Payer pour s'informer
Il y aurait beaucoup à dire sur les sondages express lancés par les médias auprès de leurs clients : questions manichéennes ou prématurées, appels à se transformer en Madame Irma, renforcement des stéréotypes, futilité... Sans parler de l'absence totale de représentativité des sondés, surtout lorsqu'il s'agit de questions posées en ligne. Mais voilà, l'instantanéité est devenue la valeur-étalon et les professionnels des médias assument tant bien que mal ces coups de sonde qui révèlent des "tendances" et qui lancent le "buzz". Même un sondage biaisé permet de faire réagir une personnalité, puis une autre, puis une autre. Au bout du compte, le débat est engagé sans qu'on se souvienne qu'il reposait sur des bases fragiles, voire plutôt foireuses. Exemple du jour : la TSR profite des mauvais résultats du groupe Tamedia pour proposer le sondage suivant sur son site www.tsr.ch (captation d'écran faite vers 15h30) :

Que retient-on d'une telle présentation graphique ? Pas tellement le nombre de votants (plutôt faible en regard des 100.000 visiteurs quotidiens revendiqués par le site). Mais l'implacable barre rouge du haut : 85% des gens refuseraient catégoriquement l'idée de payer pour consulter des nouvelles sur internet ou leur téléphone portable. Il suffit que ce soit affiché ainsi, sèchement, pour que cela prenne une consistance. On en oublie la taille de l'échantillon (sans parler de sa composition, sans doute des habitués de l'info gratos sur www.tsr.ch).
Et pourtant...
Le mouvement de bascule vers un retour au payant fait son chemin dans le monde de l'édition. Il a suffi que le magnat Rupert Murdoch annonce ses intentions de réintroduire des prestations payantes sur les sites de ses navires amiraux pour que l'idée gagne en légitimité. Le Financial Times a déjà pris cette option dès 2002. Télérama nous apprend qu'en France, le Figaro et L'Express annoncent la fin de la gratuité sur leurs sites. Libération va paraître dans une nouvelle formule dès le 7 septembre et proposera deux formules d'abonnement en ligne (à 6 et 12 euros par mois). L'abonné aurait notamment accès aux pages du lendemain du journal en train de se faire.

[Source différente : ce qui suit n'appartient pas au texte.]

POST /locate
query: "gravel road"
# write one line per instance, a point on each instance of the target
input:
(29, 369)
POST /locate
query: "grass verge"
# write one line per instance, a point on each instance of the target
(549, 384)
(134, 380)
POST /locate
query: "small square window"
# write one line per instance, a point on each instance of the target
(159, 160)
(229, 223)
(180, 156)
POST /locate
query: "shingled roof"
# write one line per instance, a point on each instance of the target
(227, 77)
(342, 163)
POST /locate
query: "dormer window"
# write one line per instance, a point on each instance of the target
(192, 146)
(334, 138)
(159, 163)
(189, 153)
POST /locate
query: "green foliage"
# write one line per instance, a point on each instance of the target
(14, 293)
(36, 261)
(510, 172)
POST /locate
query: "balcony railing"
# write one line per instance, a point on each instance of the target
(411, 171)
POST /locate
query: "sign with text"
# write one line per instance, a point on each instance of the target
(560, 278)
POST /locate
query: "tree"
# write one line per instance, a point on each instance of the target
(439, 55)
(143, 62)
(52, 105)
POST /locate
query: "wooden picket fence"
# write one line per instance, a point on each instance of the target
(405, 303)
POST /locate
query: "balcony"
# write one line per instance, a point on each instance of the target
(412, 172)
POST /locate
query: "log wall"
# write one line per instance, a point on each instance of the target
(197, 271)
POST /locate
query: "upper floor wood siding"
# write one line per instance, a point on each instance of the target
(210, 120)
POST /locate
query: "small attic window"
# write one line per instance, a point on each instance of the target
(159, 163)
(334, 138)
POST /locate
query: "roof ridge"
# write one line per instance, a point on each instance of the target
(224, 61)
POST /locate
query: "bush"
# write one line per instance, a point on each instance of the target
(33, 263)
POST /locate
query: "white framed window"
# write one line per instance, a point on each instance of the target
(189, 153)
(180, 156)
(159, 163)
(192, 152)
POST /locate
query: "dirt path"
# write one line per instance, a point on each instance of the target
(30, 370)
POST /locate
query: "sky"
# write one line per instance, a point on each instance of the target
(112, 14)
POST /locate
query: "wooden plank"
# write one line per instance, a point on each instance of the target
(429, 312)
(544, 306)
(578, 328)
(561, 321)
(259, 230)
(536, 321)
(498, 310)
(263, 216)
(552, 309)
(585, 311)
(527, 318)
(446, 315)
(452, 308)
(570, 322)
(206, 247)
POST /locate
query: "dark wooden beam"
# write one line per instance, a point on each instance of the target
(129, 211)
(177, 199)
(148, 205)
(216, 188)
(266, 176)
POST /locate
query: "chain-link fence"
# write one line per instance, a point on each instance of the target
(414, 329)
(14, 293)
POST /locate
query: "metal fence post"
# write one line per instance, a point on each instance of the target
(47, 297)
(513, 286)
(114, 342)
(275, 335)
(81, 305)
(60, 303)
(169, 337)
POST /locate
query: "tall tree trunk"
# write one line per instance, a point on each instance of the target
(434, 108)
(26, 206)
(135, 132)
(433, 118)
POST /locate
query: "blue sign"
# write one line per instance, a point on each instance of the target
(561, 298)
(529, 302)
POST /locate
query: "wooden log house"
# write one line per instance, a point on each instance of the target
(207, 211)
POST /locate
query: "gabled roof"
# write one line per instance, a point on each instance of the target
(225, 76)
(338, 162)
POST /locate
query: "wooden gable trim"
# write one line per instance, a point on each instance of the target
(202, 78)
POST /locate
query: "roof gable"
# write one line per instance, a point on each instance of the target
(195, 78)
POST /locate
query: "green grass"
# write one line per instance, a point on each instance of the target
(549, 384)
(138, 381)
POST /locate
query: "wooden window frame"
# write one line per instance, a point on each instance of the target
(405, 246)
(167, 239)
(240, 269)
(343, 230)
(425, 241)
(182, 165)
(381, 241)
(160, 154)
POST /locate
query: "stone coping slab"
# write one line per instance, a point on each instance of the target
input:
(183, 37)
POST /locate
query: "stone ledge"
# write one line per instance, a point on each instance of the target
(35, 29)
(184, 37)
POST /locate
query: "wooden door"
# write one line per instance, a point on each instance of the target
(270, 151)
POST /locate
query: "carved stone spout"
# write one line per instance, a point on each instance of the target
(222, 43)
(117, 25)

C'est à l'aune des innovations et de la créativité de la presse qu'on jugera si le public est prêt à payer pour une information de qualité. Car pour le reste, il est vrai qu'un internaute qui paye déjà son forfait internet (à un câblo-opérateur) et sa redevance radio-TV (à la SSR), n'a pas de raison de revendiquer une troisième forme de dîme. Un des enjeux résidera notamment dans la simplicité des moyens de paiement proposés au public, pour acquérir un article ou une photo. Par carte de crédit ? Trop fastidieux ! Par envoi d'un code par SMS et facturation via l'opérateur de téléphonie mobile (moyennant une commission de 50%) ? Ce serait un scandale que d'engraisser encore des acteurs de la chaîne qui prospèrent déjà du web sans produire de contenu digne d'intérêt.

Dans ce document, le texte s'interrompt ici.